With the addition of wide receiver Charles Rogers, the Lions have added a receiver that could develop into one of the best due to his combination of size, speed, and athletic skills. At Michigan State, it appeared that Rogers dominated the competition at will, stardom will not come as easy for Rogers in the NFL, but he has all the physical tools, as well as having the right quarterback to help him become one of the most productive receivers in the game. One area of concern that the Lions coaching staff is working on are that of Rogers' lapses of concentration. The receiving corps was enhanced by the addition of Michigan State's Rogers, who possesses a lethal combination of size, speed and leaping ability. Rogers, along with Harrington are being counted on to be the structure that leads the Lions back to respectability and beyond.

Detroit has a collection of wide receivers behind Rogers that are somewhat intriguing, but lacking is the overall youth and talent that this West Coast offense will need in 2003 and beyond. The Lions are very high on sixth-round pick David Kircus, he has been consistently improving in training camp, but is raw and will need time to develop. Az-Zahir Hakim has been hampered with a knee injury required surgery and he is also coming off hip-surgery. Scotty Anderson was not expected to have an impact in the roster competition at the receiver position, but has quietly put himself into position to make the team. A couple veterans that may be on their last legs are Bill Schroeder and Shawn Jefferson. Jefferson is still serviceable, but is not nearly the receiver he was a few short seasons ago and Schroeder simply does not apply himself on the field. Possessing very good speed, Schroeder drops too many balls, pulls up on too many catchable passes, and has done nothing in this training camp to warrant a roster spot, even on a Lions team that is looking for playmakers.

Injured tight-end Mikhael Ricks provides the Lions with a viable option at tight-end, when healthy. The athletic Ricks has shown the ability to be a threat downfield and should benefit from the attention that the opposition will pay to Rogers.

In what the coaching staff has deemed an area that most improve, the offensive line has been under intense scrutiny from the day that Mariucci was named head coach of the Lions. Knowing that Harrington and a young Lions offense will not grow and taste success if he continues to run for his life on a weekly basis, Mariucci is looking for consistency from the offensive line.

Starting at the offensive tackle positions, Jeff Backus at left tackle and Stockar McDougle at right tackle, the Lions lack athleticism on the corners of the line. Both players are much better run-blockers than they are in pass-protection, especially on the right side of the line where McDougle can dominate in the running game. Expect the Lions offense to have a right-handed flavor during the season, with Stewart and Bryson gaining the majority of their yardage running behind McDougle. Matt Joyce is a competent backup for the Lions are the tackle positions.
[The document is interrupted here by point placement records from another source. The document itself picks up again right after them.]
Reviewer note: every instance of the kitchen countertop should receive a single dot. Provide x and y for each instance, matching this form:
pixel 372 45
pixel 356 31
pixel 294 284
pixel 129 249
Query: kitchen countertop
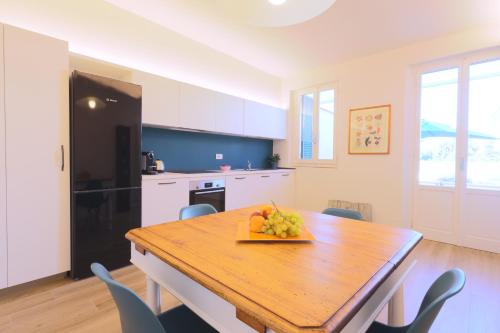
pixel 210 175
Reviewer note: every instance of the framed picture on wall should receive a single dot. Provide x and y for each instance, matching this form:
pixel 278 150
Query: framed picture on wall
pixel 370 130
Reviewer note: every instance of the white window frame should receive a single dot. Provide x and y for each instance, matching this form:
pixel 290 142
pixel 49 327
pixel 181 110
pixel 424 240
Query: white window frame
pixel 297 105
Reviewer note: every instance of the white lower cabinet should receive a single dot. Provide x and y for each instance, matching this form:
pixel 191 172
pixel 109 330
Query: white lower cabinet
pixel 260 189
pixel 162 200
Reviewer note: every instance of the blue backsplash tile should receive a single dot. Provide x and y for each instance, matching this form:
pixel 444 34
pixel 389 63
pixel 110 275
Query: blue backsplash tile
pixel 182 150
Questions remain with the interior of the Lions line. Veteran Ray Brown and Eric Beverly are the starting guards. Brown, a 40-year old former Pro-Bowl player with the San Francisco still has some gas left in the tank and should provide the team with leadership and experience. Beverly is a serviceable lineman that provides versatility and consistency, his athletic ability and good footwork should prove beneficial in the line scheme of this Lions team. In the Lions new offensive scheme, the team does not need mauling-type linemen at the point of attack, but consistency will be critical to the success of the offense. To this time in training camp, the Lions have struggled along the offensive line.